The General Data Protection Regulation (GDPR) is a crucial legal framework that ensures the protection of personal data for individuals within the European Union. Companies must comply with the GDPR or face significant financial penalties. In this article, we examine a recent case involving a Croatian debt collection agency, B2 Kapital d.o.o., that was fined €2.26 million (17,065,642.50 HRK) for multiple GDPR violations. This case highlights the importance of GDPR compliance and serves as a reminder to both companies and data subjects of the need for strict adherence to data protection regulations.
The Data Protection Agency identified three main GDPR violations in the case of B2 Kapital d.o.o.:
- Lack of transparency and accuracy in informing data subjects about the processing of their personal data (Article 13.1). At least 132,652 individuals were affected by this violation, which began on May 25, 2018, and remained unaddressed.

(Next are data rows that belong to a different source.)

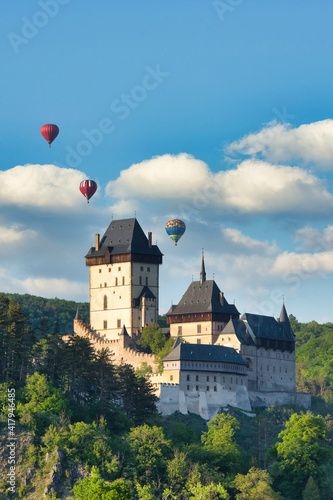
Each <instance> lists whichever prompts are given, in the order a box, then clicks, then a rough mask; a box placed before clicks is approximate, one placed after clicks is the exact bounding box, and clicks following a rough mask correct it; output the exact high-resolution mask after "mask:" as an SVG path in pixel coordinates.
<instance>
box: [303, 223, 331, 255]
mask: <svg viewBox="0 0 333 500" xmlns="http://www.w3.org/2000/svg"><path fill="white" fill-rule="evenodd" d="M295 241H296V242H299V243H300V248H301V249H308V250H317V251H320V250H333V226H328V227H326V228H325V229H324V230H323V231H320V230H319V229H317V228H314V227H310V226H306V227H302V228H301V229H298V230H297V231H296V232H295Z"/></svg>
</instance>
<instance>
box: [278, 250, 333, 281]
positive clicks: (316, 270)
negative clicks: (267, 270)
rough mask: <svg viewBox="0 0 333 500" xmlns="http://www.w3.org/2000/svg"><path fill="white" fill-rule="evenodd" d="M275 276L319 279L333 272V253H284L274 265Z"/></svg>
mask: <svg viewBox="0 0 333 500" xmlns="http://www.w3.org/2000/svg"><path fill="white" fill-rule="evenodd" d="M272 272H273V273H275V274H281V273H282V274H284V275H285V276H286V275H288V274H289V275H290V276H292V275H295V276H298V277H300V278H304V279H306V278H310V277H317V276H319V275H321V274H322V273H327V272H328V273H331V272H333V251H328V252H317V253H296V252H283V253H282V254H280V255H279V256H278V257H277V258H276V260H275V262H274V265H273V268H272Z"/></svg>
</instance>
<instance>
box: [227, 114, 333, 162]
mask: <svg viewBox="0 0 333 500" xmlns="http://www.w3.org/2000/svg"><path fill="white" fill-rule="evenodd" d="M225 152H226V153H227V154H230V155H233V154H235V153H241V154H245V155H251V156H253V155H256V154H261V155H263V157H264V158H266V159H268V160H269V161H272V162H285V161H292V160H295V159H301V160H304V161H305V162H307V163H315V164H317V165H321V166H322V167H324V168H328V169H331V168H333V120H331V119H327V120H322V121H318V122H313V123H309V124H303V125H300V126H299V127H297V128H293V127H292V126H291V125H290V124H282V123H276V121H274V122H272V123H270V124H268V125H267V126H265V127H264V128H263V129H262V130H260V131H259V132H256V133H252V134H248V135H246V136H245V137H243V138H242V139H240V140H238V141H234V142H232V143H231V144H229V145H228V146H226V147H225Z"/></svg>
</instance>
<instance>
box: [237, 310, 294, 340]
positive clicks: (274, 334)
mask: <svg viewBox="0 0 333 500" xmlns="http://www.w3.org/2000/svg"><path fill="white" fill-rule="evenodd" d="M241 319H242V320H243V321H245V322H246V324H247V325H248V326H249V327H250V330H251V332H252V333H253V335H254V336H255V337H256V338H262V339H271V340H282V341H286V342H295V336H294V334H293V332H292V330H291V328H285V326H284V325H285V323H280V322H278V321H276V319H275V318H273V317H272V316H263V315H260V314H250V313H245V314H243V316H242V318H241ZM289 326H290V325H289Z"/></svg>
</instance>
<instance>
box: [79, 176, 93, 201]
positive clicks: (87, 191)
mask: <svg viewBox="0 0 333 500" xmlns="http://www.w3.org/2000/svg"><path fill="white" fill-rule="evenodd" d="M79 189H80V191H81V193H82V194H83V196H84V197H85V198H87V202H88V203H89V200H90V198H91V197H92V196H93V195H94V194H95V193H96V191H97V184H96V182H95V181H92V180H90V179H87V180H85V181H82V182H80V188H79Z"/></svg>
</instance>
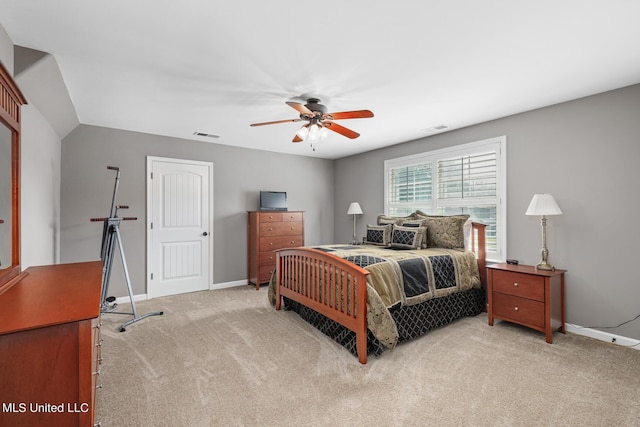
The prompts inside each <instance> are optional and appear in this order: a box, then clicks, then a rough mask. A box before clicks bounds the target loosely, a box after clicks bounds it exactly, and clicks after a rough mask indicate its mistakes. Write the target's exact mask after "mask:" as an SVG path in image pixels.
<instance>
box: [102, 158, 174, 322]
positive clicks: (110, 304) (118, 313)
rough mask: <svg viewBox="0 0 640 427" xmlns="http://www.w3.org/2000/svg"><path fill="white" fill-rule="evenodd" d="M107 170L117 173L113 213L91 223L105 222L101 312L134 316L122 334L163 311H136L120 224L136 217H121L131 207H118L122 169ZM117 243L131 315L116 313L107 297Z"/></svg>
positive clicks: (134, 220) (114, 297) (115, 299)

- Failure to establish a data processing agreement with a data processor for the service of monitoring consumer bankruptcies (Article 28.3). This violation compromised the personal data security of 83,896 individuals and persisted from February 14, 2019, to February 26, 2021.
- Inadequate technical and organizational measures to protect personal data during processing (Article 32.1). This violation affected the security of personal data for at least 132,652 individuals and was ongoing at the time of the investigation.
The Data Protection Agency initiated the investigation in December 2022, following an anonymous complaint and the receipt of a USB stick containing the personal data of 77,317 individuals who had outstanding debts with credit institutions. The debt collection agency had acquired these debts through debt assignment contracts.
The debt collection agency’s negligence and failure to implement appropriate technical measures resulted in the unauthorized processing of a large number of personal data records. The agency lost complete control over the movement of personal data and could not explain the causes of unauthorized data exfiltration.
Furthermore, the company’s cooperation during the investigation was inadequate. The agency repeatedly responded to the Data Protection Agency’s request for additional information or documentation at the last minute, often seeking deadline extensions. Additionally, certain requested documents were never provided.
As an aggravating factor, the debt collection agency failed to inform the Data Protection Agency of any additional protective measures taken to prevent future risks from the identified violations. The privacy policy on the company’s website remained unaltered.
This case serves as a warning to all companies about the consequences of GDPR non-compliance, particularly for those handling large volumes of personal data. It is crucial for businesses to understand their obligations under the GDPR and ensure they are taking appropriate measures to protect personal data. Failure to do so can result in significant financial penalties and reputational damage, as well as potential criminal liability.
This case illustrates the importance of GDPR compliance for companies and data subjects alike. Companies must ensure they are transparent, secure, and adhere to all GDPR requirements, while data subjects should be aware of their rights under the regulation. Together, these efforts will contribute to a more secure and privacy-focused digital environment.